Internal RFC: Prediction Semantics Contract

This document defines the strict contract for how predictions must be normalized and structured within TrustLens backends. All resolve() functions must adhere to these rules.

1. Classification Semantics

Binary Classification

TrustLens metrics expect binary probabilities as a 2D array.

  • Allowed Input Shapes: (n,), (n, 1), (n, 2).

  • Normalization Rule: All binary outputs must be normalized to (n, 2) where index 1 represents the positive class.

  • Example: If a model returns a 1D array of positive probabilities, the backend must expand it to [1-p, p].

Multiclass Classification

  • Allowed Input Shape: (n, C).

  • Normalization Rule: Probabilities must sum to 1.0 per sample. No logits allowed in the PredictionBundle.


2. Regression Semantics

TrustLens does NOT currently support regression tasks.

  • Contract: Backends should raise NotImplementedError if regression output is detected.


Logits Policy

Raw logits are strictly forbidden inside the PredictionBundle.

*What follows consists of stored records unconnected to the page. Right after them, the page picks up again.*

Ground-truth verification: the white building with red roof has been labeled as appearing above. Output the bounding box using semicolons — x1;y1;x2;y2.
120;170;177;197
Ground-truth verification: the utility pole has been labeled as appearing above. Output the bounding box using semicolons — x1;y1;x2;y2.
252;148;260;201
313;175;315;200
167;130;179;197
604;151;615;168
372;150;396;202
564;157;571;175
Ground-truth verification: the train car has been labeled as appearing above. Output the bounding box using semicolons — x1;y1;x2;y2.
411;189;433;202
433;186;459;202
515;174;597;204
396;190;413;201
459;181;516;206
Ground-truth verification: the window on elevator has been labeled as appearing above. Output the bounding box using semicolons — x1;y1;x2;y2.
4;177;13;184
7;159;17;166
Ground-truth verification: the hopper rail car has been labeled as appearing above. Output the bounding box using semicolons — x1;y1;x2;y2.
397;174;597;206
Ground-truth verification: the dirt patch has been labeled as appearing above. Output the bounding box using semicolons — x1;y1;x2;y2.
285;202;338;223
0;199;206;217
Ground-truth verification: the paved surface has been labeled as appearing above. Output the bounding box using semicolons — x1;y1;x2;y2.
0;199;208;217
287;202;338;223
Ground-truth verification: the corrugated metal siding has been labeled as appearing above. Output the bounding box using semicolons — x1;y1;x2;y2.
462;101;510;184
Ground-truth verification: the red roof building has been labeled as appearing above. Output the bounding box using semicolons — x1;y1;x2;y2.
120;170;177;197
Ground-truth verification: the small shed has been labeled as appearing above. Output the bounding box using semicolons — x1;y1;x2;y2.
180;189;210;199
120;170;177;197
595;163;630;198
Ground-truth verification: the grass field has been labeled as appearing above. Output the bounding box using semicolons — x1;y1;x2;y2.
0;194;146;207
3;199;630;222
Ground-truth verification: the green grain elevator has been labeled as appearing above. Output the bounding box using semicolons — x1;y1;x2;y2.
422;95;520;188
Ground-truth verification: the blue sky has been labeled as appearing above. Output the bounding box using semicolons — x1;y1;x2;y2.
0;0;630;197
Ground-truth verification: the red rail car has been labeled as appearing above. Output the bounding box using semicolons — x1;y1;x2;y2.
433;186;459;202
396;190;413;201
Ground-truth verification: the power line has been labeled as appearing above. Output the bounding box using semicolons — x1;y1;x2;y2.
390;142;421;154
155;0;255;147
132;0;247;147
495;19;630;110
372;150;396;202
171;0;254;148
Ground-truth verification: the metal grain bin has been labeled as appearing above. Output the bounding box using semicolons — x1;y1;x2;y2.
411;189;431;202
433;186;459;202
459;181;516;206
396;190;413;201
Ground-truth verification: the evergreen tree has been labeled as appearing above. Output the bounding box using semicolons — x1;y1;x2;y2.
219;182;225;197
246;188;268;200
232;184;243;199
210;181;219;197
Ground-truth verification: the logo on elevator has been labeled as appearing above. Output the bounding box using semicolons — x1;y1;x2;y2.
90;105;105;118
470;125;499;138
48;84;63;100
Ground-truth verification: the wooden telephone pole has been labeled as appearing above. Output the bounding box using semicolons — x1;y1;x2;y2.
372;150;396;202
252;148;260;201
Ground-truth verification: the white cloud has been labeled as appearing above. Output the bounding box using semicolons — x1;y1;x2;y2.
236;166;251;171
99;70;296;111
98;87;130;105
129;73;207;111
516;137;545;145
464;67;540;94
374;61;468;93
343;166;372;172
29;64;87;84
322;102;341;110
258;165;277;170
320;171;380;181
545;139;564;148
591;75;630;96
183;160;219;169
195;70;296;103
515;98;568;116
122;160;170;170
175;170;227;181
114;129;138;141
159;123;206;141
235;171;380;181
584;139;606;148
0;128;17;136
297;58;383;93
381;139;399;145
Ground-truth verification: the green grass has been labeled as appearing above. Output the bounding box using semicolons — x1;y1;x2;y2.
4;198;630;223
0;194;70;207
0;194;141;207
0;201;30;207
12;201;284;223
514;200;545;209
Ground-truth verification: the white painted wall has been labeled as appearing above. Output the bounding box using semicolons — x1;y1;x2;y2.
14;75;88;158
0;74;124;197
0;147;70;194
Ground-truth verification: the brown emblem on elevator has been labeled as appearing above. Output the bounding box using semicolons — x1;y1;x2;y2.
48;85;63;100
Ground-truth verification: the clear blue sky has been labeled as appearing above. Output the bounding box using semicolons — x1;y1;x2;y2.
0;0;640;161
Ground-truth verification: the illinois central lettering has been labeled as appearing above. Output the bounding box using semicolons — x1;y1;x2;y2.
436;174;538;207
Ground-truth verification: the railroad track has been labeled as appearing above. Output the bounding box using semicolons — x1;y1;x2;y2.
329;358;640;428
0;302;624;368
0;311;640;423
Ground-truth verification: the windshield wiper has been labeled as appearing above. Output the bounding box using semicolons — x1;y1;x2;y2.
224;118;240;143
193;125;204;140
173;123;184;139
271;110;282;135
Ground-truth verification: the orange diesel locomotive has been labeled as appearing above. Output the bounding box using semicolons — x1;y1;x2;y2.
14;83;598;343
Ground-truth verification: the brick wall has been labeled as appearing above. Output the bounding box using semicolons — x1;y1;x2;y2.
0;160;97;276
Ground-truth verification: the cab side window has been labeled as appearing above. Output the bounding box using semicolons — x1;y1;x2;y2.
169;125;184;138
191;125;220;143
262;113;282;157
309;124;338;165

Backends are responsible for converting logits to calibrated probabilities (e.g., via Softmax for multiclass or Sigmoid for binary tasks) before constructing the bundle. This ensures that downstream trust metrics, calibration plots, and uncertainty estimations receive standardized probability scores.


3. Label Consistency

  • Class Labels: The class_labels field in PredictionBundle should be populated whenever possible to ensure that metric reports use the correct semantic labels (e.g., “Malignant” instead of 1).


4. Metadata Hooks

Every PredictionBundle should include detection metadata for debugging:

metadata = {
    "resolver": "sklearn",
    "detection_method": "module_name", # or "explicit", "capability"
    "framework_version": "1.3.0"
}

5. Manual Overrides (model=None)

TrustLens supports auditing prediction data without a direct model reference.

  • Contract: If model=None is passed to analyze(), the manual resolver is used.

  • Requirement: Either y_pred or y_prob must be provided.

  • Derivation: If y_prob is provided but y_pred is missing, y_pred will be derived via argmax.


6. Degraded Mode Transparency

When critical components (like y_prob) are missing, TrustLens enters a Degraded Mode.

  • Audit Trail: Metadata will include "degraded_mode": True and a list of "missing_components".

  • Module Behavior: Analysis modules must skip confidence-based metrics (e.g., Calibration, ECE) and report a "skipped" status instead of crashing.